He seemed to brace himself. “Maybe I know it already. However, I’m quite able to walk over and hear—anything I’m to be told,” he said, composedly.
In the lighted parlor his face showed up pale and worn, and his eyes hollow. But his smile was ready, his voice steady, and the hand which received the wine Mary Virginia herself brought him, did not tremble.
“It is to our great, great happiness we wish you to drink, old friend,” said Laurence. Intoxicated with his new joy, glowing, shining, the boy was magnificent.
The Butterfly Man turned and looked at him; steadily, deliberately, a long, searching, critical look, as if measuring him by a new standard. Laurence stood the test. Then the man’s eyes came back to the girl, rose-colored, radiant, star-eyed, and lingered upon her. He arose, and held up the glass in which our old wine seemed to leap upward in little amber-colored flames.
“You’ll understand,” said the Butterfly Man, “that I haven’t the words handy to my tongue to say what’s in my heart. I reckon I’d have to be God for awhile, to make all I wish for you two come true.” There was in look and tone and manner something so sweet and reverent that we were touched and astonished.

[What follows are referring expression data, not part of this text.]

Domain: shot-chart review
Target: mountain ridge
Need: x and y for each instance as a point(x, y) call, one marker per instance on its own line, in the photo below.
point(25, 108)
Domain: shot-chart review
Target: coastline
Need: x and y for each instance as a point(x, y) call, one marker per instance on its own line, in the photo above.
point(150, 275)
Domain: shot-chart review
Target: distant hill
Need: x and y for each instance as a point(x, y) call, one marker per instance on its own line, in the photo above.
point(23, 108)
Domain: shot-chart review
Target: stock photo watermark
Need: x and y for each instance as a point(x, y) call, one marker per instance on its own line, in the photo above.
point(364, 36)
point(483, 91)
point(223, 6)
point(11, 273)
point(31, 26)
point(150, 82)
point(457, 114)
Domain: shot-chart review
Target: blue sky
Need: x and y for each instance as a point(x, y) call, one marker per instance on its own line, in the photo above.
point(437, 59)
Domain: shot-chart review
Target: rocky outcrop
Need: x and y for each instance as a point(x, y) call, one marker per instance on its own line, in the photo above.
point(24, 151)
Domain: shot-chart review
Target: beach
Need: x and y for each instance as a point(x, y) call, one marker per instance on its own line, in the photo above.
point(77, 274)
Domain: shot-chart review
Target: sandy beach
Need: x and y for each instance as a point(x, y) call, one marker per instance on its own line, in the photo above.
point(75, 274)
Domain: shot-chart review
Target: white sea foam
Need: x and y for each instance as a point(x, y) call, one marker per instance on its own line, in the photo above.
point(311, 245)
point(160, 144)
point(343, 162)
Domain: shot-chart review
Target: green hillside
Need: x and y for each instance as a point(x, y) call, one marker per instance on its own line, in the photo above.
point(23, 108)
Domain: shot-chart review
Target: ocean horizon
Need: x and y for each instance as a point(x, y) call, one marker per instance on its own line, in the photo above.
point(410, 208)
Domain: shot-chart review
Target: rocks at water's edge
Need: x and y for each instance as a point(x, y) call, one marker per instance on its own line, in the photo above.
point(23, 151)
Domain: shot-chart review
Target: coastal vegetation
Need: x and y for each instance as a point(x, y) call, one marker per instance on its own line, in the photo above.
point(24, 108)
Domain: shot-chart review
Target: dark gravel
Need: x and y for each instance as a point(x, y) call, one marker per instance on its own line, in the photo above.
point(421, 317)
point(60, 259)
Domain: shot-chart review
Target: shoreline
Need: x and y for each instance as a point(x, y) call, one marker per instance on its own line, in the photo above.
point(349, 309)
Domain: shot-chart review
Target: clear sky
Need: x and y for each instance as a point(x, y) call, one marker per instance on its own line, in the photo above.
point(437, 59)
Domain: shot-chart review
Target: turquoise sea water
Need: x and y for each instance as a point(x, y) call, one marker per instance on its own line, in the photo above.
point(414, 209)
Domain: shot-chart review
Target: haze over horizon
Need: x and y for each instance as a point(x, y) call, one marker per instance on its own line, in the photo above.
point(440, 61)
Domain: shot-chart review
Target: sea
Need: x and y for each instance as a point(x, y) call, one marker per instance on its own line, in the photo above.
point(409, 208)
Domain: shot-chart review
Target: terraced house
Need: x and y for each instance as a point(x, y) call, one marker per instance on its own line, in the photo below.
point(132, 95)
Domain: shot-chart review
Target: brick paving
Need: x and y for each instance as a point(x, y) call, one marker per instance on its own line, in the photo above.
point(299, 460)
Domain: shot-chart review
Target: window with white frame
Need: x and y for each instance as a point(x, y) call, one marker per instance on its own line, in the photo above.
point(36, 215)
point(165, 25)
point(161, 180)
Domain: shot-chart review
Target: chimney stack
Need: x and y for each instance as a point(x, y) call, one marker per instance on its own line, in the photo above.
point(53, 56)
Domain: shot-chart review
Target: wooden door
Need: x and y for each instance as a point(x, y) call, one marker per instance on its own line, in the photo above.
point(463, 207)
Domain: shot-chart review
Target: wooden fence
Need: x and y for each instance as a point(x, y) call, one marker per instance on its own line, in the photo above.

When my mother had peremptorily sent Laurence home to the judge, and carried Mary Virginia off to talk the rest of the night through, I went back to his rooms with John Flint, in spite of the lateness of the hour: for I was uneasy about him.
I think my nearness soothed him. For with that boyish diffident gesture of his he reached over presently and held me by the sleeve.
“Parson,” he asked, abruptly, “is a man born with a whole soul, or just a sort of shut-up seed of one? Is one given him free, or has he got to earn and pay for one before he gets it, parson? I want to know.”
“We all want to know that, John Flint. And the West says Yes, and the East, No.”
“I’ve been reading a bit,” said he, slowly and thoughtfully. “I wanted to hear what both sides had to say. Paul is pretty plain, on his side of the fence. But, parson, some chaps that talk as if they knew quite as much as Paul does, say you don’t get anything in this universe for nothing; you have to pay for what you get. As near as I can figure it out, you land here with a chance to earn yourself. You can quit or you can go on—it’s all up to you. If you’re a sport and play the game straight, why, you stand to win yourself a water-tight fire-proof soul. Because, you see, you’ve earned and paid for it, parson. That sounded like good sense to me. Looked to me as if I was sort of doing it myself. But when I began to go deeper into the thing, why, I got stuck. For I can’t deny I’d been doing it more because I had to than because I wanted to. But—which-ever way it is, I’m paying! Oh, yes, I’m paying!”
“Ah, but so is everybody else, my son,” said I, sadly. “... each in his own coin. ... But after all isn’t oneself worth while, whatever the cost?”